人这一生总有后悔之事,可是重来之时还要委曲求全,重蹈覆辙,那就是不对的了。
谢令姜早就明白这一点了。
如今局势危急,倘若这辈子还活的和梦里的上辈子一样。
那岂不是太对不起自己和阮遥集了吗?
她才不要当什么王家大妇,那劳什子不配!
纵马狂奔,从暮色四起到天光大亮,从繁华的尘世到乡间的阡陌,她一直都在前行。
寒夜里纵马扬鞭,长袍翻飞,骄阳里,她出现在晨曦的微光里头。
经过一夜的长途跋涉,她终于到达。
战马也承受不了这样的强度,更别提又在闺中蹉跎了很久的谢令姜,谢令姜牵着。
“踏雪,你便在此地客栈好好休息。”
这战马极为通人性。
谢令姜看着眼前已经稍微有些荒芜陈旧的城市,虽然好像在战乱之边,但是仍旧保持着一丝生气,就像是数百年来的晋国一样,始终保持着生生不息的姿态,就像是在异族人压迫下的汉人一样,从来也不肯放弃自己的尊严。
血脉在骨肉里流淌着沸腾,面上确实保持着一如既往的镇定。
谢令姜给了那客栈的老头儿一两银子,那老头儿浑浊的眼睛里忽然间有了一点光,斟酌了一会儿,又细细的打量谢令姜,虽然风餐露宿下他稍微显得有些憔悴,但是周身的气派一看就是大家郎君。

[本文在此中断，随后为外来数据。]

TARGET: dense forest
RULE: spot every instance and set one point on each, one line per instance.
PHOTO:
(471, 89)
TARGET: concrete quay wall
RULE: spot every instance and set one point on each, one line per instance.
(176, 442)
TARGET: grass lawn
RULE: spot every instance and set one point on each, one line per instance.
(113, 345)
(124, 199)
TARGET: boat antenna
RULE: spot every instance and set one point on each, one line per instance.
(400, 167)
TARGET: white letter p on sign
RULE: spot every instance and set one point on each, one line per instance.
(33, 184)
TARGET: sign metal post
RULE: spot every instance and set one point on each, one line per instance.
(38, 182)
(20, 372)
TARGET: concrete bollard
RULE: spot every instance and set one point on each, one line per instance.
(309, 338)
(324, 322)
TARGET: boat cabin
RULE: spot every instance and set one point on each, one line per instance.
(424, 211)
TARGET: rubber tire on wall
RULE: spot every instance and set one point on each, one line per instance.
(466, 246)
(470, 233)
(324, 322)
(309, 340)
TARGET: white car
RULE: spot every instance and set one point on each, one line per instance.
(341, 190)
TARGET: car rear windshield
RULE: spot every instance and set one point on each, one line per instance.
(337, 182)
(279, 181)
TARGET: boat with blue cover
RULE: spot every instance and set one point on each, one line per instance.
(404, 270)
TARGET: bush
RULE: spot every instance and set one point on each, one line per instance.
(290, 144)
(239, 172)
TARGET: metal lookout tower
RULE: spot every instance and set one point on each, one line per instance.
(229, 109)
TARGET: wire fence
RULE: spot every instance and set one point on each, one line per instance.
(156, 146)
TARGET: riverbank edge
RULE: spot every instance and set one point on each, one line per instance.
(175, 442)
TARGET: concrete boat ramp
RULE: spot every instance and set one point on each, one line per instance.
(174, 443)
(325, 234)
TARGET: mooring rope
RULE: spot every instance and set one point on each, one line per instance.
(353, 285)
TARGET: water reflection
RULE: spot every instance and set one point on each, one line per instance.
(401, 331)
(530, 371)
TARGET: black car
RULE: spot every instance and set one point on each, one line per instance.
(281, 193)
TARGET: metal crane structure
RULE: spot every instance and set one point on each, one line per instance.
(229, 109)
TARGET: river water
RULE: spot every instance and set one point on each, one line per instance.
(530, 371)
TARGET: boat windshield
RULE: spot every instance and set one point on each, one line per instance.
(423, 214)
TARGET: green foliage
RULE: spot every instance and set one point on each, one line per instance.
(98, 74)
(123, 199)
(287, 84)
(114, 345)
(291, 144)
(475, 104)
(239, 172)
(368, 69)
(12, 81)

“郎君,你的马儿我会照顾好,只是在这边塞之地,外头就是无边战场,没日没夜的厮杀,偶尔烽烟呐喊更是不绝入耳,来此地者,还是当尽快离去啊!”
这老者并不贪财,反而透露出质朴来。
饱受风霜的苦难生活并没有给他平和的心境造成一丝一毫的不良影响,反而让他更添了几分岁月的淡定和从容。
谢令姜释然的笑了笑。
“多谢你,老人家,不过盛世安宁的太平光阴总是我们的念想。倘若没人为此负重前行,飞蛾扑火,将来又怎能见到黎明晨曦,凯歌以还呢?”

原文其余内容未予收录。